The concept was developed in 1909 by the Danish chemist Søren Peter Lauritz Sørensen whilst studying the effects that ion concentration had on proteins. He called this phenomenon the ‘hydrogen ion exponent’ and gave it the notation pH.
We’ve already seen that a solution with a pH of 7 is neutral. What this actually means is that it is ‘balanced’ by having the same concentration of H+ ions and OH− ions, so is neither acidic nor alkaline.
Looking at the scale, any pH value below 7 denotes an acid (growing stronger the closer the value gets to 0) while a pH value above 7 indicates an alkali (becoming stronger the closer the value gets to 14). Nominally, the pH scale runs from 0 to 14, but it is possible to measure more extreme values outside these endpoints.
Whilst it looks as though it should be linear, the pH scale is actually logarithmic.
- A solution with a pH of 4 is ten times more acidic than a solution whose pH is 5.
- That same solution is ten times less acidic than a solution whose pH is 3.
The scale may look as though it has discrete values, but it is actually continuous, meaning it’s possible for a solution to be assigned a pH value at any point along the scale, e.g. a pH of 4.2, or 10.6.
The graphic below gives an indication (pun most definitely intended) of the pH values of some common everyday aqueous solutions.
Back to our element, sodium, which is a relatively common element, in fact it’s the fifth most abundant metal on Earth, the most abundant alkali metal, and the sixth most abundant element overall. However, because it is so reactive, it is never found as a pure element. Instead, it is found in compound form.

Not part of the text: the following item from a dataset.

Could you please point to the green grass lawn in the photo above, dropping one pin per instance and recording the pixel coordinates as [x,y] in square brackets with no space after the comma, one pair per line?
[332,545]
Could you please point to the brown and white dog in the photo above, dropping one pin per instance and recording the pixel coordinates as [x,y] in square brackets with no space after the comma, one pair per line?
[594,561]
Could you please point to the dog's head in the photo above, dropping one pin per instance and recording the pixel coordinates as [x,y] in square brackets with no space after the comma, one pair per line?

The most common of these (comprising c. 80% of the dissolved components of seawater) is sodium chloride, also called halite. We know this best as table salt. Other common sodium-based minerals include the silicaceous feldspars, micas, and amphiboles (such as Na3Mg4AlSi8O22(OH)2 or Na2Mg3Al2Si8O22(OH)2), cryolite (sodium hexafluoroaluminate, Na3AlF6), nitratite (sodium nitrate, NaNO3), sodalite (which is Na8[Al6Si6O24]Cl2, rather than a low calorie fizzy drink) and zeolite (hydrated aluminium silicate, NaAlSi2O6-H2O).

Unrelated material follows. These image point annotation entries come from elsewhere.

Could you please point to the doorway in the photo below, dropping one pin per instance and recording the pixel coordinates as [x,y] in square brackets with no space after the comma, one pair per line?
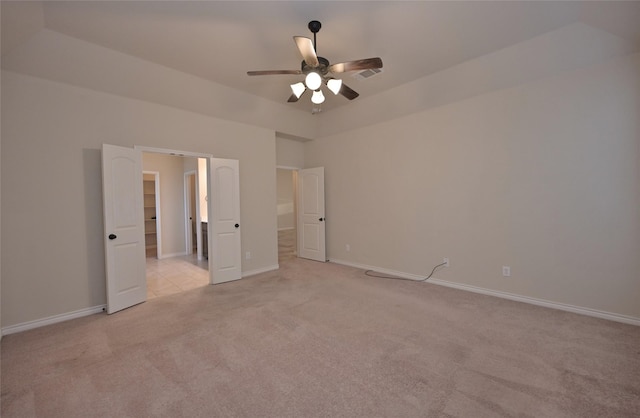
[172,263]
[122,190]
[286,186]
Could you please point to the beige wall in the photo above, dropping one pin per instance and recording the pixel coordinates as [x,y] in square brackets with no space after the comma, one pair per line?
[52,228]
[289,153]
[543,177]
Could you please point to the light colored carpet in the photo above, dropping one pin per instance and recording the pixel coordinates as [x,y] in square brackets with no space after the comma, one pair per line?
[322,340]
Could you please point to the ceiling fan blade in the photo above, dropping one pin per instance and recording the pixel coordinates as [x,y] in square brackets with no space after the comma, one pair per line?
[357,65]
[348,92]
[274,72]
[293,98]
[308,52]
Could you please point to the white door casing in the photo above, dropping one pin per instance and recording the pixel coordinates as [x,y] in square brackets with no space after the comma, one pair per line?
[225,260]
[311,218]
[123,227]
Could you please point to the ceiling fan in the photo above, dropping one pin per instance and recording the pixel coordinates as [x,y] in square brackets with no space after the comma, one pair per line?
[318,71]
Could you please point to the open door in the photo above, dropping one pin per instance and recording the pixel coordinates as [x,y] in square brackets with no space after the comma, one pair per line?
[311,220]
[225,259]
[123,227]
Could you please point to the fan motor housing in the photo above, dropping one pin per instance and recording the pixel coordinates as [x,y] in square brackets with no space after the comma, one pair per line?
[322,68]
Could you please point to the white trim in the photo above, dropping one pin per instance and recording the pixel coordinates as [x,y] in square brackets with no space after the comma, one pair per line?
[172,152]
[156,181]
[188,230]
[504,295]
[25,326]
[180,254]
[258,271]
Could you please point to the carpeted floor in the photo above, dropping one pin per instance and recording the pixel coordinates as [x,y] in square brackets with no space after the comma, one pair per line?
[318,339]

Sodium has a body-centred cubic crystalline structure but has no allotropes. However, there are twenty-one isotopes of sodium. Of these, only 23Na, is stable.
As to the radioisotopes, 24Na can be created from 23Na by neutron activation, with powerful gamma rays being emitted as part of the decay. Gamma rays are electromagnetic waves with the shortest wavelengths. This makes them powerful and destructive. They can penetrate matter easily, not least human tissue. Indeed, they have such high penetration power, they can easily pass right through the body, causing immense damage to internal organs and other tissues at the cellular level inside the body (including disrupting our DNA) along the way.
For this reason, the emission of gamma rays as part of a nuclear reaction, sodium metal has been suggested as a casing material for nuclear weaponry to produce a ‘salted’ bomb. This fiendish concept is intended as a radiological weapon, deliberately producing extreme radiation poisoning through increased radioactive fallout. Such weapons, unsurprisingly, are classified as ‘weapons of mass destruction’ (WMDs, remember those?), as they can cause large tracts of land to become completely uninhabitable.
To provide a comparison, it has been calculated that a ‘standard’ 20-megaton* bomb could devastate an area of over 1,450 square miles. Note that a device of this magnitude would be *c.25% larger than the TX-21 ‘Shrimp’ nuclear gravity bomb. This device, nicknamed ‘Castle Bravo’, was unleashed at Bikini Atoll in 1954. It remains the most powerful thermonuclear bomb the United States has ever detonated.
However, if ‘salted’ with sodium, a device of the same size would produce enough radiation to contaminate a zone greater than the area of Spain, some 200,000 square miles. To my way of thinking, that’s quite some pinch of salt!
Speaking of salt, (or to give its chemical name, sodium chloride, NaCl), this substance has been of great value to many peoples in antiquity, and throughout history.
In hunter-gather times, the human diet was heavily meat-based. Red meat, particularly organ meat, is a good source of dietary sodium so although salt may have been used as an occasional flavouring, additional salt was not in truth an important requirement. However, with the rise of agrarian societies and a diet based around cereals and vegetables, there arose a need for additional salt in the diet.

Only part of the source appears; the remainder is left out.